Sunday, October 19, 2008

Some old writing from me... In other words, I am feeling lazy...

This is an autobiography, limited to 600 words, written about three years ago for a writing competition that I obviously didn't win...

It is a little out of date, but hey, I have been busy with work and so I thought that it would be better to post this than nothing, and you will learn some things about me you wouldn't otherwise know... And PS, the girl is you A, not you C, and now I am very happily engaged to be married to my dahling F...



Sitting in a bare classroom with ten 10-year-old boys looking to shoot me down. This is where the test really started: Sunday school.

Whoever said that public speaking is hard certainly wasn't lying, add in a dash of sour souvenirs from an all-male education, a twist of poor preparation and shake it all together over a foreign language and you begin to understand what I was feeling when confronted with these ten small boys waiting for their new Sunday school teacher to make a mistake. I was 18, I was working in a small Baptist church in the suburbs south of Paris in a place called Massy as a church worker. Why? Well, it was a way to open my adult life, and the best option open to me, so I found myself teaching boys the story of Jonah, feeling a certain empathy for the guy that gets swallowed by a whale only to be spat out a few days later.

Then there was university... I went to Leeds, I studied, I left, and found myself once again in Paris, this time via Granada, Spain.

In Paris I endeavoured to pursue my dream of one day owning a restaurant and proceeded to work in a well-heeled wine bar and bistro where I developed my already highly tuned tastes for the finer things in this world. Perhaps a product of my suburban public school education, which I dismissed at the time as snobbish, elitist and completely alien to me, probably more out of contempt for my classmates than out of a true belief in the ideals these principles represented.

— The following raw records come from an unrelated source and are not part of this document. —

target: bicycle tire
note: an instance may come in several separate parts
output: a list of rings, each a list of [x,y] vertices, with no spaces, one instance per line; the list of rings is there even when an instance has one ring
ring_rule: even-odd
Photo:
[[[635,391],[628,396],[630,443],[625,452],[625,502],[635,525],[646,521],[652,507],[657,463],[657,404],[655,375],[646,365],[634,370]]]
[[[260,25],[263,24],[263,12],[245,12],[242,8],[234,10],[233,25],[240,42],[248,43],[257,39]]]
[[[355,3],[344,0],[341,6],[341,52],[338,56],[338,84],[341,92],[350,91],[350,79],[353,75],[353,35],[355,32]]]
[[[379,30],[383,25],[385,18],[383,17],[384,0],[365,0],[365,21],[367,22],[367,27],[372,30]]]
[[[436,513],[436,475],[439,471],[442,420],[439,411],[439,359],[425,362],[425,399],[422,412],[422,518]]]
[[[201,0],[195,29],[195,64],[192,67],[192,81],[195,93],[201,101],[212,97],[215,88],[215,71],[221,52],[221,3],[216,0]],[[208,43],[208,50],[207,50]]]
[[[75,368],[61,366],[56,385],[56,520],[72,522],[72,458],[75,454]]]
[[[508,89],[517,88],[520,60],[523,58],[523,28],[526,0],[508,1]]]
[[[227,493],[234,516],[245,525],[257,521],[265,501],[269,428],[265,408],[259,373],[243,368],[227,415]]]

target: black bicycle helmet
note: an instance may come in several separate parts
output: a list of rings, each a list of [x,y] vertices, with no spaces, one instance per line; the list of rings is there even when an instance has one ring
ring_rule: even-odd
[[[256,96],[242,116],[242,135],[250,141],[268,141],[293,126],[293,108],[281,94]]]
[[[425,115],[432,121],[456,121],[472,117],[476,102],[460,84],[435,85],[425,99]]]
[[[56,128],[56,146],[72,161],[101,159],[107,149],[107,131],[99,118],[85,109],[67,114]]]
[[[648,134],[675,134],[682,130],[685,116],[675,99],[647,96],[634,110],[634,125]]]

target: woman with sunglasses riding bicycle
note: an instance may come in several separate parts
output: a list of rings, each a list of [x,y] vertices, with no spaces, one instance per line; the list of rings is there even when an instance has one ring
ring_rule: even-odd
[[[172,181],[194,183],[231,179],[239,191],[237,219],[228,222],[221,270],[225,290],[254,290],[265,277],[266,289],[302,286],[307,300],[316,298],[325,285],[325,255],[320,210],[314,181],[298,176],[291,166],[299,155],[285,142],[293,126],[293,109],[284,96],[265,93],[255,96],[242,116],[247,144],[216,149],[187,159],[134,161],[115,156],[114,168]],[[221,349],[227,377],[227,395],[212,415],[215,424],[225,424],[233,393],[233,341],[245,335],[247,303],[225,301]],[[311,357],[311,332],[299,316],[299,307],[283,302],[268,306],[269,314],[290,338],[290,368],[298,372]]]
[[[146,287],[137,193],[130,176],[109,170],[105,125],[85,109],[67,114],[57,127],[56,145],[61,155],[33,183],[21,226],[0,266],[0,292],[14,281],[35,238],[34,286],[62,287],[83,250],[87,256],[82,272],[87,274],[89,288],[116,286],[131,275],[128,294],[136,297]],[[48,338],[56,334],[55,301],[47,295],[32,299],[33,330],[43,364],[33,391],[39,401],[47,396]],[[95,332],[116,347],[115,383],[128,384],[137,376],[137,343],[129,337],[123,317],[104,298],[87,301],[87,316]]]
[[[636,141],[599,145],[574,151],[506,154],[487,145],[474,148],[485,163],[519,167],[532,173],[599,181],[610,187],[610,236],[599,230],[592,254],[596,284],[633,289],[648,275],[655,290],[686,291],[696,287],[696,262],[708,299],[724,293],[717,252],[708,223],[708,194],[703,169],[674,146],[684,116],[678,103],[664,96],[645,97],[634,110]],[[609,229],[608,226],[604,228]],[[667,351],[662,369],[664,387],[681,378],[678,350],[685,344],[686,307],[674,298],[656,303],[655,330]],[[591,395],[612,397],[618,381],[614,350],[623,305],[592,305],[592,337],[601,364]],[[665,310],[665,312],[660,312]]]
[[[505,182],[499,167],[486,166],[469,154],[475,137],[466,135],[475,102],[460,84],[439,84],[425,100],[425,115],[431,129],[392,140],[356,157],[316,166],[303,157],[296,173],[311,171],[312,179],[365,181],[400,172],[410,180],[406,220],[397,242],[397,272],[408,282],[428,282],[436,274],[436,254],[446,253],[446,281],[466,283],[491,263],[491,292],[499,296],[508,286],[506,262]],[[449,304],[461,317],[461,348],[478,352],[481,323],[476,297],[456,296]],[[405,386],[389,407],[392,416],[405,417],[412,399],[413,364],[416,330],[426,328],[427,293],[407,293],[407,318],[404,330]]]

So it was I not only came to learn the difference between good and bad champagne, but also develop a taste for the good stuff, sipping it in pleasant bars in the company of bourgeois cosmopolitan model types. So I worked hard and I partied hard for two years until the realisation that I was not going to own my restaurant simply by working as a waiter, no matter how good I was. It is the eternal myth of waiters, the thing that keeps many professionals in the restaurant business, putting up with poor pay, and even worse hours: the myth that one day they will be boss, one day all this will be theirs. It won't.

I left the wine bar, I moved on, I decided that I would try something new: I wrote. Another cliche in Paris. To add to the cliches I then fell in love. Not a simple affair of boy meets girl, boy likes girl, boy gets girl (if anyone has ever heard of a simple affair of this type I would love to hear it), but the slightly more complex, boy meets girl, boy becomes best friend with girl, boy falls for girl, girl is not interested in that way.

So after some painful times, some therapy, a lot of fun and a lot of growing up, I decided that a new life-plan was required, one that involved being responsible, and a little bit adult, so I came to the conclusion that it was time to go back to London for an extended visit.

The tears welled as the realisation hit. I was leaving and there was nothing I could do about it. I was leaving, and when I came back things were not going to be the same. It didn't matter how much I tried to convince myself otherwise, things could not and would not be the same. To start with I was going to have to get a job!